The 30-second-ad, entitled “Temper Tantrum,” opens with footage of a baby crying. The nearly hysterical crying continues uninterrupted for a full 15 seconds before a narrator intones, “Speaker John Boehner didn’t get his way on shutting down health care reform. So he shut down the government and hurt the economy.”
"Temper Tantrum" calls to mind a similar critique made against former House Speaker Newt Gingrich in 1995. After feeling "snubbed" by former President Bill Clinton during a ride aboard Air Force One, Gingrich moved forward with legislation that eventually led to the 28-day government shutdown that year.
In response, the New York Daily News famously ran a front page cartoon image of Gingrich in a diaper screaming with the headline, "Cry Baby."
For it's part, "Temper Tantrum" is certainly a unique approach to an attack ad, coming from the House Majority PAC, a Democratic Super Pac that has raised more than $3 million so far to oppose Republican candidates in the 2014 midterm elections.

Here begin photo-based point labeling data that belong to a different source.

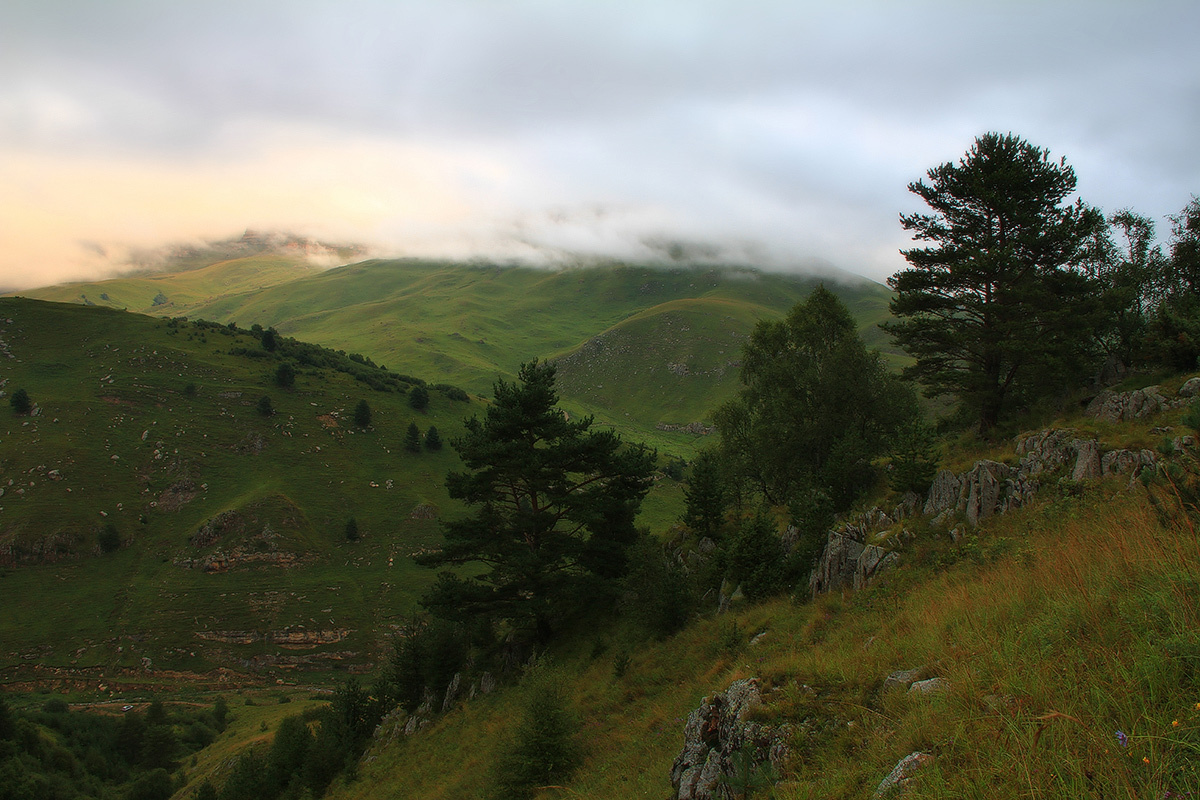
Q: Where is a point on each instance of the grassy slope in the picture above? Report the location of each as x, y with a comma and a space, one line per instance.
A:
125, 440
1056, 625
639, 346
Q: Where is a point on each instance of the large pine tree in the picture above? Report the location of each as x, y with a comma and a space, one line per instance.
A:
999, 305
553, 504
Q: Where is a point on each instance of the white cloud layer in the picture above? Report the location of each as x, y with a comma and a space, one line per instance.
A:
778, 132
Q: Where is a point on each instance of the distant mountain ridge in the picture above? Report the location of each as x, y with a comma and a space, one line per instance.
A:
641, 347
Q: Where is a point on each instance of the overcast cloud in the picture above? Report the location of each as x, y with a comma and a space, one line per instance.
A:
781, 133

While the debate over Obamacare has continued unabated since its passage in 2010, the rhetoric has recently turned up in the weeks leading up the government shutdown.
Conservatives made national headlines with their strange and arguably effective “Creepy Uncle Sam” attack ad showing a man dressed in a disturbing Uncle Sam costume who walks in on a young woman awaiting a doctor’s exam. That ad has generated more than 2 million YouTube views since going live on Sept. 18.
And there’s good reason why partisans of all stripes run attack ads: They work. Poll after poll shows that most Americans say they don’t like negative campaign ads. But every major study on their effectiveness shows that negative political advertising resonates with the average voter.
Whether it’s the famous “Daisy” ad from the 1960 presidential campaign or more recent efforts like the 2004 ad showing Democratic presidential candidate John Kerry windsurfing, these sort of “name calling” attack ads have become almost expected in the political debate.
In fact, personal attack ads are so commonplace in the current political debate that some of them are formulated before a political event even takes place. For example, it was reported this week that conservatives in Texas had preemptively crafted an attack ad against State Sen. Wendy Davis just in case Davis decided to run for governor in 2014. For the record, Davis announced her candidacy on Thursday, and the ads are expected to begin airing this weekend.